INVESTIGADORES
PERUZZOTTI Carlos Enrique
congresos y reuniones científicas
Título:
Social Accountability Revisited
Autor/es:
ENRIQUE PERUZZOTTI
Lugar:
Kyoto
Reunión:
Conferencia; International Symposium on Latin American Politics and Society; 2017
Resumen:
Accountability ?a concept that until the return to democracy had been foreign to the political vocabulary of Latin America? became the buzzword of democratization studies, generating a vast quantity of studies that called attention on the alleged accountability deficits of the newly institutionalized democracies. Accountability deficits were considered a main impediment to the full institutionalization of liberal democracy and consequently there were many calls for addressing them as the way to democratic betterment. This paper revisits accountability debates in Latin America by focusing of the developments of one specific dimension of the concept: vertical social accountability. The argument that guides the analysis is that the original emphasis on accountability deficits have shifted from a liberal conception of accountability as limited government to a democratic concern about governmental responsiveness.
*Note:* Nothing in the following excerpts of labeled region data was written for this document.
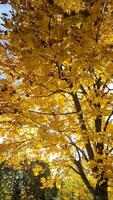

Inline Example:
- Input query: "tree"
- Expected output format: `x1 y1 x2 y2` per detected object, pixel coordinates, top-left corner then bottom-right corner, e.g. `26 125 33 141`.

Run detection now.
0 161 58 200
0 0 113 200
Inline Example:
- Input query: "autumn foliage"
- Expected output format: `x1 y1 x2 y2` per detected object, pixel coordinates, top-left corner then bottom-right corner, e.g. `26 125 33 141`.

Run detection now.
0 0 113 200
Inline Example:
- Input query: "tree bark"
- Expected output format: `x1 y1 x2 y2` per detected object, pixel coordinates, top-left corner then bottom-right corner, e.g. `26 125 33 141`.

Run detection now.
94 178 109 200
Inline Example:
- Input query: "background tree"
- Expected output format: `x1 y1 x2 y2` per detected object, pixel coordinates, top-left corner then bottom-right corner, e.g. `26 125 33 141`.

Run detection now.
0 0 113 200
0 161 58 200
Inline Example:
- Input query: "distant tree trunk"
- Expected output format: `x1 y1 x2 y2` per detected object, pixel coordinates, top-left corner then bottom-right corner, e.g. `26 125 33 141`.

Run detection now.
94 179 109 200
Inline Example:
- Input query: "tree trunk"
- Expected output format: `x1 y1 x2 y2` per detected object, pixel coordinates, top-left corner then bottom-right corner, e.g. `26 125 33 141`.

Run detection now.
94 179 108 200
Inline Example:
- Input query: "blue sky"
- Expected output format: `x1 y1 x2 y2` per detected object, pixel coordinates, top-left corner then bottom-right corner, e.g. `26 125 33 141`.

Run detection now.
0 4 11 30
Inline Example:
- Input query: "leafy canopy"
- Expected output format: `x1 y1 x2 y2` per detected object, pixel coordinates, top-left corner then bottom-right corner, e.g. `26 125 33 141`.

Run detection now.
0 0 113 198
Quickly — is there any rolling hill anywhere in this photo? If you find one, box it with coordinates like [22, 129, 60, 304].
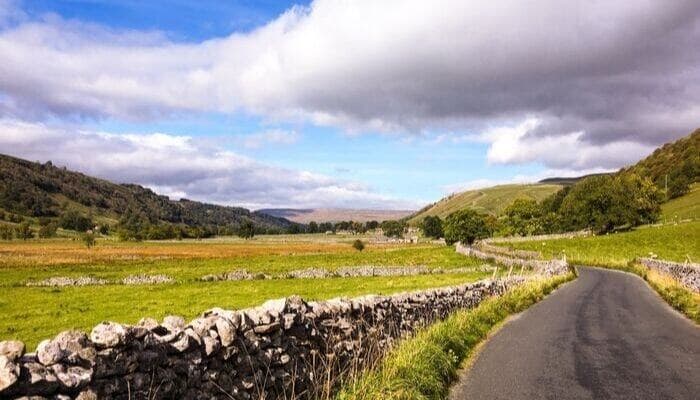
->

Such developments pose important challenges to the conceptualization of the original conceptualization of accountability in general as well as for the most specific notion of social accountability. The article seeks to describe those developments and proposes a revision of the initial formulation of the social accountability argument and of the broader concept of delegative democracy in which the former had been situated.The article divides into three sections. Section 1 presents the initial accountability framework that inspired the debate on delegative democracy, deficits of horizontal accountability. Section 2 focuses on the original formulation of the social accountability argument. Section 3 revisits the social accountability argument in light of ulterior developments in that area. Section 4 returns to the broader debate on accountability arguing for the need to shift from the narrow understanding of accountability as limited government to a properly democratic notion of the term, which without relinquishing the former´s concern for governmental controls, emphasizes the relevance of structures of political mediation in producing governmental responsiveness.